End note: Bremer, Underbakke and Happy Show principal Brant Miller are leading a workshop on trateaux performance May 10 from 5-9pm. The cost is $25 before May 7, $30 after. These are some talented folks, so get something good out of it.

Metamorphosis

28 Apr

Gregor Samsa Died For Your Sins and Other Marxist Fairy Tales or Small Stages for Big Acts


In the Director’s Notes for Frank Theatre’s Metamorphosis, Frank Artistic Director Wendy Knox writes that “…the process has been a giant potluck, and everyone has made fantastic contributions to the meal,” which has a air of “From each according to their ability…” wafting sweetly from it. It’s a good model for collaborative and innovative theatre. When Frank Theatre was unable to secure the rights to a recent and acclaimed London adaptation of Kafka’s famous tale about a man turned into a “monstrous vermin”, Frank forged ahead and made their own, which turned out to be a great thing, given the abundance of talent in the mix at the Open Eye Figure Theatre when I went on Monday. Acting both as the characters and chorus, the five actors unfold the action of Kafka’s chillingly strange tale in an enthralling fantasy pantomime, exaggerated fingers and postures and gestures creating a universe where real emotion and pathos still exists.

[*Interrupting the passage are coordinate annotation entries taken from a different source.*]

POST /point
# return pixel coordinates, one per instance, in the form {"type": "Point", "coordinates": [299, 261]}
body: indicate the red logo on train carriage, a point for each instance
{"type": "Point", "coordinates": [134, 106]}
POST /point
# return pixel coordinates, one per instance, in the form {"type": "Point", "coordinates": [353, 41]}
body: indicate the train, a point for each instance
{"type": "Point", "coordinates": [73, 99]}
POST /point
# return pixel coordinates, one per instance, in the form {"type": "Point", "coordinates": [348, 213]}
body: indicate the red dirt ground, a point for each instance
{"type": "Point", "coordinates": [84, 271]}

Credit first and foremost must go to John Catron as the stricken Gregor Samsa. He spends most of the 85 minute running time crouched or contorted to convey the physical change afflicting him, and with his fingertips resting on the ground and leading the way as he scuttles about and swings from the rafters of John Beuche’s innovative set, the transformation is complete without elaborate costume tricks. This frees Catron to unleash his most formidable tool, a deep, caring and earnest face which makes Gregor such a pitiable character. Gregor’s greatest fault is his unquestioning devotion to his family, his willingness to suffer under a demanding boss, breaking his back in an attempt to bring his family out of debt. As the opening litany of woes is unfolds, the correlation of causation is hard to avoid: work unquestioningly and you are bound to become a beast, even if it is because of the best of intentions.

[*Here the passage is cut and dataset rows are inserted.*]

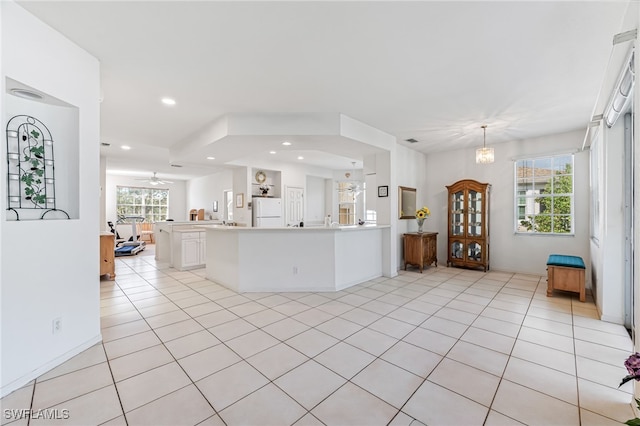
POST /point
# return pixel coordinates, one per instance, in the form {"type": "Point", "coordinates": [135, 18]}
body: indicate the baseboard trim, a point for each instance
{"type": "Point", "coordinates": [22, 381]}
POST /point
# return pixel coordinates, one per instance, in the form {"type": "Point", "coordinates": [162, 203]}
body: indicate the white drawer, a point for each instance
{"type": "Point", "coordinates": [190, 235]}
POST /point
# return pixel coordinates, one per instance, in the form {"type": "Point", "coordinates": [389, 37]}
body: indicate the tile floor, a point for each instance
{"type": "Point", "coordinates": [446, 347]}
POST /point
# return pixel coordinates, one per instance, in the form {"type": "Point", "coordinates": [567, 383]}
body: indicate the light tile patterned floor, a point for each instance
{"type": "Point", "coordinates": [445, 347]}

The family, with recent City Pages Best of the Twin Cities Best Actor winner Patrick Bailey as Father, Frank veteran Maria Asp as Mother and Tessa Flynn as the little sister Grete, tries to take this transformation in stride, but the horror is imaginatively conveyed through slow motion, exaggerated facial expressions and gestures, all part a shared vernacular developed by the cast that makes the production so engaging. Instead of fake crying, the women run their fingers down their faces in a gesture that is as theatrically aware as it is telling about the fraught relationship between Grete and Mother. Both feel protective of Gregor, and their competing desires to be the one in charge of his care brings out a nasty competitive streak that in some way, enables their own independence. Father reveals himself to be more capable and devious than previously thought by Gregor and Bailey well combines the gruff old man with his newfound spark for survival.

Rounding out the cast is Christopher Kehoe, who plays a number of different characters, from the evil Chief Clerk sent from the office to check on Gregor, who comes across little like Jim Carrey’s deceptive Count Olaf from the Lemony Snicket movie to the insipid charwoman who takes a shine to Gregor and, with the aid of a two-headed puppet, the three lodgers the Samsas take on to make ends meet, with obviously disastrous results. Kehoe’s range on full display and he makes the most of his tall frame to dominate the tiny Open Eye space when needed. Frank Theatre always manages to pull great talent (Shows like Mother Courage, Pillowman and Vinegar Tom come especially to mind) and Metamorphosis is a thrilling and intimate piece of ensemble acting and collaborative production. In the end, as the remaining Samsa family shows in the end, getting out and making work, being productive and feeling useful is good for society, and good for the soul.